Le pilote de l'ULM a été interpellé par les gendarmes du Peloton de Sécurité et de Protection de la Gendarmerie (PSPG),''dans les minutes qui ont suivi", a assuré EDF, propriétaire de la centrale, tout en indiquant qu'il s'était posé "en dehors de la zone du bâtiment réacteur". Un second militant de Greenpeace, posté pour sa part à l'extérieur de l'enceinte nucléaire, a également été arrêté par les gendarmes. Il est soupçonné d'avoir guidé le pilote de l'engin dans sa manœuvre. Les militants ont tous les deux été placés en garde à vue.

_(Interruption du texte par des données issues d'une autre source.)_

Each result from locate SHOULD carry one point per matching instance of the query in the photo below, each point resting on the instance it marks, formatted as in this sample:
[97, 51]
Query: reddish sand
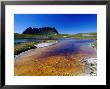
[36, 63]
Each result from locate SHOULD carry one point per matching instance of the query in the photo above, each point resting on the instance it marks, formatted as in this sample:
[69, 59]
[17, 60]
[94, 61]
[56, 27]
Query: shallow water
[67, 46]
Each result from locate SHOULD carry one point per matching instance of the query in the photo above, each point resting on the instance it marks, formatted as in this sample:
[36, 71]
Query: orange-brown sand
[34, 63]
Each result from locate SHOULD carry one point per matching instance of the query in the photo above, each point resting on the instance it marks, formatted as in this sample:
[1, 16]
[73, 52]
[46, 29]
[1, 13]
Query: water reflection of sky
[67, 47]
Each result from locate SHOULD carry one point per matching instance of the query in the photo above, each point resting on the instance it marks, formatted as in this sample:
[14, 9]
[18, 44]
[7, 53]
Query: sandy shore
[36, 62]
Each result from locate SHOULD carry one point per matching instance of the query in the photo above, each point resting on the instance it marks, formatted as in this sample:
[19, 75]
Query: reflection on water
[67, 46]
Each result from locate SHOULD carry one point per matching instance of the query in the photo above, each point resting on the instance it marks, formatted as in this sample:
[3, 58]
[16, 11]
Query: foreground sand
[36, 62]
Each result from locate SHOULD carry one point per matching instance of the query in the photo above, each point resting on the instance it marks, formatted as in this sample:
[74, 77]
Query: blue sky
[64, 23]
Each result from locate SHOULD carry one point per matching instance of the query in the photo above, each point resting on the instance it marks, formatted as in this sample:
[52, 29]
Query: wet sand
[45, 62]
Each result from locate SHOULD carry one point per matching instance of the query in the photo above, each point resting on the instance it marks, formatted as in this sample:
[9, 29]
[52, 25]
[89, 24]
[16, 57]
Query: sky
[64, 23]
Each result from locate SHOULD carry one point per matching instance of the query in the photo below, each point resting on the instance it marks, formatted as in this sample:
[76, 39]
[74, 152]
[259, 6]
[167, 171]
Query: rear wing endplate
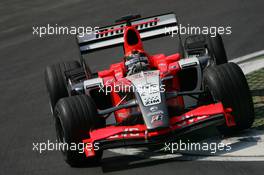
[110, 36]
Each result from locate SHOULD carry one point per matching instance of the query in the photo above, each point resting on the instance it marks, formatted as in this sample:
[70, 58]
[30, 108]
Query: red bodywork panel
[167, 66]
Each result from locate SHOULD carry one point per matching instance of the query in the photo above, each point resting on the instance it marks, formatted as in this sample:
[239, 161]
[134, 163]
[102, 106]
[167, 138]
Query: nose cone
[132, 41]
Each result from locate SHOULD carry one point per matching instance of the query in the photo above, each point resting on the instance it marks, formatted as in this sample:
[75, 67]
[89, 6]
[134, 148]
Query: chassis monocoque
[148, 105]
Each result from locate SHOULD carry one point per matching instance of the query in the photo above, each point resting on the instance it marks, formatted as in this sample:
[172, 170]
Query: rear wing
[110, 36]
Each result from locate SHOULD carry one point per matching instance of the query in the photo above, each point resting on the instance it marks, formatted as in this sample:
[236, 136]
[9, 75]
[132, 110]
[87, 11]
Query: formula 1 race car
[146, 93]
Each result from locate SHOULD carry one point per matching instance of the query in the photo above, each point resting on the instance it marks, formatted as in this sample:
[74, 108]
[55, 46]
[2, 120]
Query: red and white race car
[145, 92]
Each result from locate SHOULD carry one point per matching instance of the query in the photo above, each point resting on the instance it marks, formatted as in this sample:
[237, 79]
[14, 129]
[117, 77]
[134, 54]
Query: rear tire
[227, 83]
[56, 82]
[216, 49]
[75, 117]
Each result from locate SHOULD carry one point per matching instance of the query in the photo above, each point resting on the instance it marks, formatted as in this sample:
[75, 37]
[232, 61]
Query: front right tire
[227, 83]
[56, 82]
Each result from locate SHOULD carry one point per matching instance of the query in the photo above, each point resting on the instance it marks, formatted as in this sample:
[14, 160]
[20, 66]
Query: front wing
[138, 135]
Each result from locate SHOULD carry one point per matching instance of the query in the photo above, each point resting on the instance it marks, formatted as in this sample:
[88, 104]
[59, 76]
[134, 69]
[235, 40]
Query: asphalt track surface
[25, 115]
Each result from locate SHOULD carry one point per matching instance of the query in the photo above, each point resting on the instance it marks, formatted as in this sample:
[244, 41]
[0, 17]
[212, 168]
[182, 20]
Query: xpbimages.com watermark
[41, 147]
[56, 29]
[211, 147]
[116, 87]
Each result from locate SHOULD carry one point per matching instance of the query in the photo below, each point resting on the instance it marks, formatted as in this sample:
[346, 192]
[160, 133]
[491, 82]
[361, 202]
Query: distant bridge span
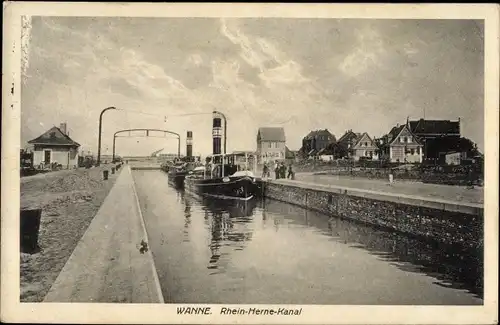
[165, 132]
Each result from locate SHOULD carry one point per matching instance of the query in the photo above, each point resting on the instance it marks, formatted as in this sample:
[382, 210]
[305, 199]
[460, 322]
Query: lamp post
[100, 131]
[225, 128]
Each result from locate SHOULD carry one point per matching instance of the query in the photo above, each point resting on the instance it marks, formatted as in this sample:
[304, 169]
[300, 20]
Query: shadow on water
[222, 218]
[452, 266]
[230, 226]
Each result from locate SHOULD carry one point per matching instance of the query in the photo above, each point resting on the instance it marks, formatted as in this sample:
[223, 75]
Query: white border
[12, 311]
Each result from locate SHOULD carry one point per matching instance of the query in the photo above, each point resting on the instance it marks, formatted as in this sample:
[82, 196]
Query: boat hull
[236, 188]
[176, 179]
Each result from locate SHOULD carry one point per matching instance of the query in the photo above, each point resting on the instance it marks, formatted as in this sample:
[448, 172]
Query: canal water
[270, 252]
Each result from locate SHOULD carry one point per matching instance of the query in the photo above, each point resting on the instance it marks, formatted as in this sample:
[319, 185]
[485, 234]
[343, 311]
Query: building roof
[272, 134]
[54, 136]
[358, 139]
[434, 127]
[349, 135]
[289, 153]
[394, 133]
[317, 133]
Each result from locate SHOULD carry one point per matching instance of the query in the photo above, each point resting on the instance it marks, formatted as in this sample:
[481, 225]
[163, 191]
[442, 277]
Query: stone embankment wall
[445, 222]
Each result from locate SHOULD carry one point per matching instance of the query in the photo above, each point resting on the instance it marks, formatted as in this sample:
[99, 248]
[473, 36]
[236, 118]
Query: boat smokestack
[189, 144]
[217, 134]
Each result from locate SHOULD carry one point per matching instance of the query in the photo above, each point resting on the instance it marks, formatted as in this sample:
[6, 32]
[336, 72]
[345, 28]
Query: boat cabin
[227, 165]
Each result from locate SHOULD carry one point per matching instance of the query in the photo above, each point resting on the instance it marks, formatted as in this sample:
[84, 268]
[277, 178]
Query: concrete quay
[108, 264]
[447, 221]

La sécurité des centrales au cœur des présidentielles
Avec cette action, Greenpeace a souhaité remettre au cœur du débat présidentiel la sécurité des centrales françaises qui "ne sont pas conçues pour résister à la chute d'un avion de ligne", estime l'ONG en s'appuyant sur une étude commandée au cabinet britannique Large & Associates sur le sujet. Les 34 réacteurs de 900 MW, ceux du Bugey, mais aussi ceux de Fessenheim, Gravelines, Dampierre, Blayais, Chinon, Saint-Laurent et Cruas, seraient "particulièrement vulnérables aux agressions extérieures en raison d'un confinement primaire en béton simple doublé d'une paroi métallique intérieure", selon l'étude publiée ce mercredi sur le site de l'ONG. De même, les bâtiments abritant les piscines de refroidissement des combustibles irradiés seraient soumis à un risque de perforation ou d'effondrement de leur structure. ''Ces piscines, qui contiennent souvent plus de combustibles radioactifs que les réacteurs eux-mêmes, peuvent être à l'origine d'un accident nucléaire majeur'', indique Greenpeace.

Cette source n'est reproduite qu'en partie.